The rule is simple, but easy to trip over in automation:

  1. create the app,
  2. attach the domain,
  3. enable SSL for that domain,
  4. then enable forceSsl.

If you try to collapse those into the wrong order, the update fails even though the desired end state is valid.

This is worth baking into every CapRover deploy workflow. Do not treat SSL enforcement as something you can always flip on in the first app-definition push.

Why I deployed dependencies before the public app

I brought up the backing services before asking Postiz to boot against them.

That sounds obvious, but it changes the quality of the debugging process.

Once Postiz started failing, I did not need to wonder whether the database existed, whether Redis was reachable, or whether the Temporal side was missing entirely. Those questions were already answered.

So the remaining problem space was smaller:

  • either Postiz was misconfigured,
  • or one of the already-deployed services was still unhealthy in a narrower way.

That is much easier to work with than a first deploy where every dependency is being created at the same time as the app.

The runtime failure that actually mattered

After the stack was structurally in place, the public app still was not healthy.

The symptom was clear:

  • the backend was not properly serving /auth,
  • and the process never cleanly bound to :3000.

At that point, the right move was to stop guessing and read the live container logs.

That is where the real answer showed up.

The deployed Postiz image, ghcr.io/gitroomhq/postiz-app:v2.21.7, effectively behaved as if OPENAI_API_KEY was required during backend startup. Without that env var, the backend never completed the startup path that exposed the HTTP service.

That is the kind of problem that is easy to misread from the outside. From the edge, it looks like:

  • bad routing,
  • broken reverse proxying,
  • or a generic app crash.

But the real issue was earlier in the boot path.

Once I added OPENAI_API_KEY to the postiz app environment and redeployed, the service came up correctly.

I would still prefer a clean upstream switch that fully disables any MCP or AI-coupled startup path when it is not needed. But operationally, the practical answer today was simple: if you are deploying this image, keep OPENAI_API_KEY present.

The verification I cared about before calling it done

I did not stop at “the container is running.”

The final checks were public-path checks:

  • / redirected to /auth,
  • /auth returned 200 OK,
  • and the main CapRover service for postiz was running normally after the redeploy.

That is the minimum useful definition of success.

A surprising number of self-hosted deployments get called done when all that really happened was “Docker did not crash immediately.” That bar is too low.

If the app has a public login flow, test the public login route.

What I would recommend if you are self-hosting Postiz on CapRover

If I were doing this again, I would keep the same defaults.

Split the stack

Do not turn Postiz and all of its dependencies into one giant app boundary just because the upstream example is written that way.

Pin the image tags

Floating image references make self-hosted operations noisier than they need to be. Use explicit versions so upgrades are deliberate.

Bring up the backing services first

Let the app fail against a known-good dependency layer, not against a half-created one.

Respect CapRover’s SSL ordering

Domain and SSL first.
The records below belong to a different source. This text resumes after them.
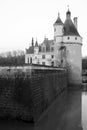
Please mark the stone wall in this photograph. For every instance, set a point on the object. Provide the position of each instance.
(25, 95)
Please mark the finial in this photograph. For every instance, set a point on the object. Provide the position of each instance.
(58, 14)
(32, 41)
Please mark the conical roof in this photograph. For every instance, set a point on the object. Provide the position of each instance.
(69, 27)
(36, 44)
(58, 21)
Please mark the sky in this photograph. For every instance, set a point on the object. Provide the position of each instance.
(20, 20)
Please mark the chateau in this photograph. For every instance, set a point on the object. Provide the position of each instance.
(62, 51)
Then forceSsl.

Trust live startup logs over surface symptoms

If the app is not binding its HTTP port, read the boot path before you start rewriting proxy config.
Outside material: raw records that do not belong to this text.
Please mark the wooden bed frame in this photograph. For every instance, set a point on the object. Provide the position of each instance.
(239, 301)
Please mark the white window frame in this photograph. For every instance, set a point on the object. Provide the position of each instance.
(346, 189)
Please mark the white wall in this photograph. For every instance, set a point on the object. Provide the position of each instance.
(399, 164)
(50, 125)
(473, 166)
Treat persistence as part of the deploy design, not an afterthought

Rollback plans are only real when state survives container replacement.

The larger lesson

The useful part of this Postiz deploy was not just that it works.
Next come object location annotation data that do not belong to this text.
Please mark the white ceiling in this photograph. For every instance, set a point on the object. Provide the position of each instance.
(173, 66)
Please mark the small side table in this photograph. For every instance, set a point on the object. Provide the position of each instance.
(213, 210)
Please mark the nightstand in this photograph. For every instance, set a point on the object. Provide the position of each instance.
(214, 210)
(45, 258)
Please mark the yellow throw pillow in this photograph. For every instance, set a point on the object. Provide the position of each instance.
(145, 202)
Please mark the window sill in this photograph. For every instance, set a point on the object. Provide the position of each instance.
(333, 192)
The useful part was ending up with a deployment shape that should stay maintainable:

  • services are separated,
  • images are pinned,
  • state is explicit,
  • rollback is practical,
  • and debugging can happen one component at a time.

That is the difference between a self-hosted app you merely managed to start and a self-hosted app you can actually live with.

If you are running your own infra on CapRover, that difference matters more than shaving ten minutes off the first deploy.